The state of Idaho measured “college readiness,” based on SAT scores, and found it far lower for Hispanic students than for non-Hispanic students.
The School District is actively addressing the shortfall for what are called “English-language learners” in the classroom.
Blaine County School District student participation in the SAT increased from 69 percent in April 2016 to 90 percent in April 2017.
SAT participation in all of Idaho increased from 85 percent to 90 percent during the same period.
With the increased number of tested students, average SAT scores in the district dropped from 517 to 506 for evidence-based reading and writing skills, and from 509 to 491 for math skills.
Idaho’s overall SAT test results for reading and writing dropped from 511 to 506, whereas overall scores for math increased from 491 to 492.
This year, 130 non-Hispanic and 89 Hispanic students took the SAT in Blaine County, a ratio roughly equivalent to the 40 percent Hispanic student population.
Hispanic student test scores for college readiness in reading and writing averaged 31 percent, compared to a 78 percent average score for non-Hispanic students.
Hispanic student college readiness scores for math averaged 31 percent, compared to 78 percent for non-Hispanic students.
“It’s a very large achievement gap,” said Blaine County School District Data and Assessment Coordinator Marcia Grabow.
“To be college-ready requires students’ expectations to begin in kindergarten, what classes they take and what academic content they have access to,” she said.
The achievement gap exists across multiple assessment measures.
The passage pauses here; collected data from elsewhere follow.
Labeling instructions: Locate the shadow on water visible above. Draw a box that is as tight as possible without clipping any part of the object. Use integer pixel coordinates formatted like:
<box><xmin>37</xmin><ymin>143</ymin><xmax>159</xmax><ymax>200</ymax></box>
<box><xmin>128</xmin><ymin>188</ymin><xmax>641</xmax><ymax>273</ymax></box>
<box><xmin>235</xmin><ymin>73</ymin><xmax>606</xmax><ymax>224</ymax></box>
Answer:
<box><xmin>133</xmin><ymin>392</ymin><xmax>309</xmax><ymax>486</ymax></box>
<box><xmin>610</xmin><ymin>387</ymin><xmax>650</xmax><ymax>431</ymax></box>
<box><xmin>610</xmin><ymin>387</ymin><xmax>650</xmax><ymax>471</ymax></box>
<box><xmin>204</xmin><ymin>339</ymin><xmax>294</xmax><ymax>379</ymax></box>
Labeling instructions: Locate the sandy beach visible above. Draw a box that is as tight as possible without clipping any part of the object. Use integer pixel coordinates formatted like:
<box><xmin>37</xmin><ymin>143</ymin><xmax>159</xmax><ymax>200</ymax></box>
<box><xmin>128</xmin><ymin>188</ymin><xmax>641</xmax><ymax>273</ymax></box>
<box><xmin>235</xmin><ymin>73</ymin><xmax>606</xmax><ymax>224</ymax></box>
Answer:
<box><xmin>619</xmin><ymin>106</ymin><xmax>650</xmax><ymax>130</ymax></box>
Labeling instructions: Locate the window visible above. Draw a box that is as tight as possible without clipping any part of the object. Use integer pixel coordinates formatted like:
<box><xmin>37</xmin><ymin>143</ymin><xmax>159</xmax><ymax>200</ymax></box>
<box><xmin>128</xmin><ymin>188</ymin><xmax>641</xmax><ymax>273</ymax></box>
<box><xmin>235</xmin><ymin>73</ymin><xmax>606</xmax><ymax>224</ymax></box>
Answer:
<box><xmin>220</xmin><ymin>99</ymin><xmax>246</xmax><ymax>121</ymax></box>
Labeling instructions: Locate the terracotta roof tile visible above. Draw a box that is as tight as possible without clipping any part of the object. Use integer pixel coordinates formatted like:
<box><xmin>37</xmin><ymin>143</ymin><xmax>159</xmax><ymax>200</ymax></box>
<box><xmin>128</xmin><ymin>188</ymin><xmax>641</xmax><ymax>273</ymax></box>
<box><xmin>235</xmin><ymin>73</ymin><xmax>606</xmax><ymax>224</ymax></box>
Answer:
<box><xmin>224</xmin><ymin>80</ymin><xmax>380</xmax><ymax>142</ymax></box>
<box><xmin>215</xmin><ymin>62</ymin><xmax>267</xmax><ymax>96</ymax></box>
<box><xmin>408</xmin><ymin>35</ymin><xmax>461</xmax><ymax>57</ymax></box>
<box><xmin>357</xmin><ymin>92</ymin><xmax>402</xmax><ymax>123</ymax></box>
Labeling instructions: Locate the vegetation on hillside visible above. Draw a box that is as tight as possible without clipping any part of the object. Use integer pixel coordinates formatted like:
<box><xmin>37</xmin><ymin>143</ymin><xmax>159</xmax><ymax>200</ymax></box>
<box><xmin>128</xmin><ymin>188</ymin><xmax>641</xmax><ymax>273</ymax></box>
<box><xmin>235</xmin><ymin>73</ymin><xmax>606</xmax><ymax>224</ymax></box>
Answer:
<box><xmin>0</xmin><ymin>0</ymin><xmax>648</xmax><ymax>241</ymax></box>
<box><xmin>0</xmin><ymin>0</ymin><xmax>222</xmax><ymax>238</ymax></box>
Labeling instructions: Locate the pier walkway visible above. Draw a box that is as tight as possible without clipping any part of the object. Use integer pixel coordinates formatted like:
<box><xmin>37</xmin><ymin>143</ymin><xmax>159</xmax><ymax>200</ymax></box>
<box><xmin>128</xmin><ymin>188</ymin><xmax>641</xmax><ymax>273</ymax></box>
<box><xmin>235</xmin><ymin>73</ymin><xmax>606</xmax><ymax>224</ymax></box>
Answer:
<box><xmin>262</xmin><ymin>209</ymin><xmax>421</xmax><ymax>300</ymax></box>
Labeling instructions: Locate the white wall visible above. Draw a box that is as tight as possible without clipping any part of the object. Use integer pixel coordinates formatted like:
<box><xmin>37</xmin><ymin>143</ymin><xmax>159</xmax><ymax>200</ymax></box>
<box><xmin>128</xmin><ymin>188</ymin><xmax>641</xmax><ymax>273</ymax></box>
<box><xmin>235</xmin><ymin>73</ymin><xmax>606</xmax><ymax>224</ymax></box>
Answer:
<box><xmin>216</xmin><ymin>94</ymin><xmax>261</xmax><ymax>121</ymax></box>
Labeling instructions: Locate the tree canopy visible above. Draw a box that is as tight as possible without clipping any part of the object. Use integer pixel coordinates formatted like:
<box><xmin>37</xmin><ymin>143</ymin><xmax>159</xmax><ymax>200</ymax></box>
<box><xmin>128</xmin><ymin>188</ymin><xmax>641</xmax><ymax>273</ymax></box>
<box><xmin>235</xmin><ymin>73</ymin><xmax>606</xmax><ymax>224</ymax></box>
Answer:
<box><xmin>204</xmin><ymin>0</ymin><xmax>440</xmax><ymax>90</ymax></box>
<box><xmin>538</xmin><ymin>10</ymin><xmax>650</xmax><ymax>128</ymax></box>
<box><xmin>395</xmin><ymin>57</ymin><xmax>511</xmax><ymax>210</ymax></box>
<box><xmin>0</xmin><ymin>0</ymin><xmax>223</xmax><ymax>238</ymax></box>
Grabow said low test scores among Hispanic students are an issue that the district has been facing in the last few years and will likely be addressing well into the future.
“Being Hispanic isn’t necessarily a risk factor for low test scores,” said School District Communications Director Heather Crocker. “But the School District does use the Hispanic student body population as a proxy for students in situations where they are learning English as a second language and are in poverty.”
Grabow said classroom teachers are not allowed to know whether a student has low socio-economic status, but that the School District is aware that being an English-language learner contributes to low academic performance.
“They may not know how to speak English, but they know how to think,” she said.
Angie Martinez, the director of curriculum and teaching at the district, said a three-year-old “co-teaching” program for all grade levels that is geared toward keeping English-learners in the classroom is showing positive results.
“All schools in our district believe this is a better model. We have other schools across the state taking a look at our model,” Martinez said.
Rather than following the conventional practice of pulling students with low English proficiency out of the classroom for separate study, the School District has been training an English Language Development teacher and a general classroom teacher to co-teach together to keep the class intact.
“As a result, I have seen students who are English- learners feel more confident about their ability to undertake advanced-level coursework,” said Martinez. “I have also seen students aspire to extend education beyond high school.”
Martinez said a maximum of 40 percent of English-language learners are allowed in a classroom in order to maintain “rigorous” standards for all students.
“We have had a mindset change in the district. We are all responsible and working together to help English-learners to gain the academic language they need to perform at high levels,” she said.